SharedSight was designed with the intention of building an explainable AI system that could detect misinformation, but learn to be wrong. As such, SharedSight offers an efficient search platform that will not only identify misinformation, but justify it's decisions and correct itself based on human feedback.

What it does

SharedSight is a search engine for News articles published by HuffingtonPost between 2012-2022, but the system can work with any type of natural language text corpus. SharedSight also identifies misinformation, but it focuses on explaining its decisions with nested semantic search and letting users correct it if it produces incorrect results.

How we built it

I built SharedSight using Co:here text embeddings, FAISS for similarity search using HNSW, and Python to string everything together. Other utilities used were PyTorch, ArgParse, Matplotlib, SKLearn, and more.

Challenges we ran into

Finding a good embedding space to process the text in was quite tricky, as the embedding step is the most crucial step of the process. If the mapping did not produce an embedding that properly highlighted the topology of the topic space, any similarity search we did would be ultimately useless.

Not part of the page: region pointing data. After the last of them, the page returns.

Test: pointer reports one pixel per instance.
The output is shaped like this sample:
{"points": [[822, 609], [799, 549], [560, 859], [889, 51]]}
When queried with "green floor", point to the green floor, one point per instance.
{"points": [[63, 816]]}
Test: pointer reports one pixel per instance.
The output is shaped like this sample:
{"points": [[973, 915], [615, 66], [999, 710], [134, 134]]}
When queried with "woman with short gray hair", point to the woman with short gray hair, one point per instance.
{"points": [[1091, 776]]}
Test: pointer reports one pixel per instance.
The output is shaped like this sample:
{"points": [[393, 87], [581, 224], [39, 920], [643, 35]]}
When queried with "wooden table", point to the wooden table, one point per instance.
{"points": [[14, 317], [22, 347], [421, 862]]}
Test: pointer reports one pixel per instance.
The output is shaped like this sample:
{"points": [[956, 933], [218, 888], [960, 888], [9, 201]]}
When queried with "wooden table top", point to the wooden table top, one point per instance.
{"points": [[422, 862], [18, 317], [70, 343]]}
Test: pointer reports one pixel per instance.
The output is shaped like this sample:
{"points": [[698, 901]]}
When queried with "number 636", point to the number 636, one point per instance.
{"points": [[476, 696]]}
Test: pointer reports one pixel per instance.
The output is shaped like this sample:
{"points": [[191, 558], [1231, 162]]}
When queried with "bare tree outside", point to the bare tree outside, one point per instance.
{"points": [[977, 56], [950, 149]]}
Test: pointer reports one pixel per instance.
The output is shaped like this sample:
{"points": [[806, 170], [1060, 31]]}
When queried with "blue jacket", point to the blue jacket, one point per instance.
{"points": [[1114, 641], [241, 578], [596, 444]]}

Accomplishments that we're proud of

We're proud of the fact that we built a similarity search that runs in near real-time that also can detect misinformation, but it also can identify misinformation and justify its decisions of misinformation. This accomplishment is a big first step I've taken in building explainable and effective AI, and a step that I'm quite proud of.

What we learned

I learned a great deal, especially involving things like Transformer Embeddings, BERT, Dimensionality Reduction using tSNE, Similarity Search with FAISS, Prompt Engineering, and Topic Modelling.

What's next for SharedSight

Some next steps for SharedSight could be finding a smarter embedding space, perhaps one that supports joint image-text embeddings to allow for interchangeable search between articles and images. Additionally, the system could be made to be decentralized, which could be an active area of research worked on by students at UC soon. The system could also be integrated into web-apps or other utilities, hosted using a Flask/FastAPI webserver or integrated with other systems like ElasticSearch. Finally, this system could be used with a larger text corpus, as it only uses 2k text samples of the 201k text samples in the Huffington Post Dataset.